I am talking about reflection.
Just two questions. What did you do in 2019? And then, after you have thought through all the facts—How do you feel?
Here are my (lightly edited for general public consumption) answers.
What did I do?
We sold our first house. We moved to a new house. We spent over 100 days living through a renovation. I cut my hair super short. I obsessed over my two of four garden beds that thrived. I launched a book! I sewed and knitted some fun and challenging stuff. I found that parenting my kids (while there are hard days) got easier as they learned how to play together.

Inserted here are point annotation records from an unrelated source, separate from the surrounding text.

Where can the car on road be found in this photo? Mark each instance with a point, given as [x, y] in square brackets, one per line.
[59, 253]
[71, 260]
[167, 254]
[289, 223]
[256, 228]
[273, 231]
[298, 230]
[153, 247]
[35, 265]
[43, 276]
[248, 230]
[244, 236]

And also: Paul worked a lot of weekends. My income slowed. I had a entirely new business idea that lost steam. I very rarely got my heart rate up. I spent so much time on my phone.
How do I feel?
On the whole: good. I am proud of most of 2019. We had a big year, loved each other well and got a lot done. But I also feel what I can only describe as "unsettled." Half of the house looks like we just moved in. As I type this, my driveway is getting jack-hammered so my garage will hopefully stop gathering puddles when it rains. I have a warehouse full of product I need to move home. Paul will, of course, be deploying in a few months. I don't know how any of this is going to go and that makes me feel...off. (Also, as a sidenote, I am so tired of clicking from app to app on my phone.)
The most important part of your reflection is that you are honest. Nobody has to see this. You don't have to filter or censor. (You don't have to send out a newsletter.) You can't win or lose at feelings. You get to feel how you feel.
And the value this exercise is to get a baseline so that we can (if necessary!) make changes and continue to grow in the upcoming year. I have been letting my answer to "how do I feel?" percolate for a few weeks and it's helped me figure out what I want more and less of in 2020. I am currently working on setting actionable, meaningful goals that are based on what I really need and want. (More soon.)
If we don't do this — if we don't sit down and reflect — we will keep setting the same predictable "resolutions" based on who we were at age 20 or who we thought we would be at age 34 or a vague sense of what we "should be doing."
So this week, or next week, or December 31st, (or whenever; January 1 is just one of 365 start dates) take a minute. Answer my two questions. I'll be back in your inbox soon to talk about what comes next. (Spoiler alert: the second part is more fun.)